The gut microbiota is essential for many aspects of host physiology, and locally generated secretory IgA (SIgA) modulates its function. Microbiota community determines the efficacy of immune checkpoint blockade (ICB) in cancer immunotherapy. Extracellular ATP (eATP) released by the microbiota restricts the SIgA repertoire by limiting T follicular helper (Tfh) cells activity in the Peyer's Patches (PPs) via stimulation of ionotropic P2X7 receptor.
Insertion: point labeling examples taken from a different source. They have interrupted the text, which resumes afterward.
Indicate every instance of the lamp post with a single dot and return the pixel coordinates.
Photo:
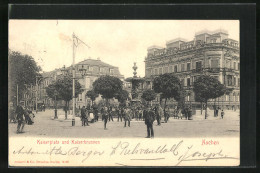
(74, 44)
(38, 79)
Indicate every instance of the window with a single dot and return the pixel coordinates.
(228, 64)
(188, 81)
(214, 63)
(182, 67)
(175, 68)
(198, 65)
(188, 66)
(160, 70)
(229, 80)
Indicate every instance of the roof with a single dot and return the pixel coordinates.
(176, 40)
(95, 62)
(154, 47)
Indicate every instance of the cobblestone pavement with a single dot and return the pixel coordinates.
(46, 126)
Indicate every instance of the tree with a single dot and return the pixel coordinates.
(207, 87)
(169, 86)
(92, 95)
(64, 89)
(107, 86)
(22, 71)
(148, 95)
(122, 96)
Here we show that SIgA amplification by oral administration of the ATP hydrolysing enzyme apyrase corrects enteropathic features of ICB and improves the therapeutic outcome. Overall design: CD45+ cells were immediately sorted from MC38 tumor-bearing mice treated with anti-PD-L1+E.colipBAD28 or anti-PD-L1+E.colipApyr at day 18 from tumor injection and analyzed using scRNA-seq

肠道菌群（gut microbiota）对宿主生理活动的诸多关键环节发挥不可或缺的作用，局部生成的分泌型免疫球蛋白A（secretory IgA, SIgA）可对其功能进行精准调控。菌群群落可直接决定癌症免疫治疗中免疫检查点阻断（immune checkpoint blockade, ICB）的疗效。菌群释放的胞外ATP（extracellular ATP, eATP）可通过刺激离子型P2X7受体（ionotropic P2X7 receptor），抑制派尔集合淋巴结（Peyer's Patches, PPs）内滤泡辅助性T细胞（T follicular helper, Tfh）的活性，进而限制SIgA的抗体库范围。本研究证实，通过口服ATP水解酶apyrase扩增SIgA水平，可纠正免疫检查点阻断治疗相关的肠病特征，并显著改善治疗结局。 实验整体设计：于肿瘤接种后第18天，从接受抗PD-L1+大肠杆菌pBAD28（E.colipBAD28）或抗PD-L1+大肠杆菌pApyr（E.colipApyr）处理的MC38荷瘤小鼠体内即刻分选CD45+细胞，采用单细胞RNA测序（scRNA-seq）开展分析。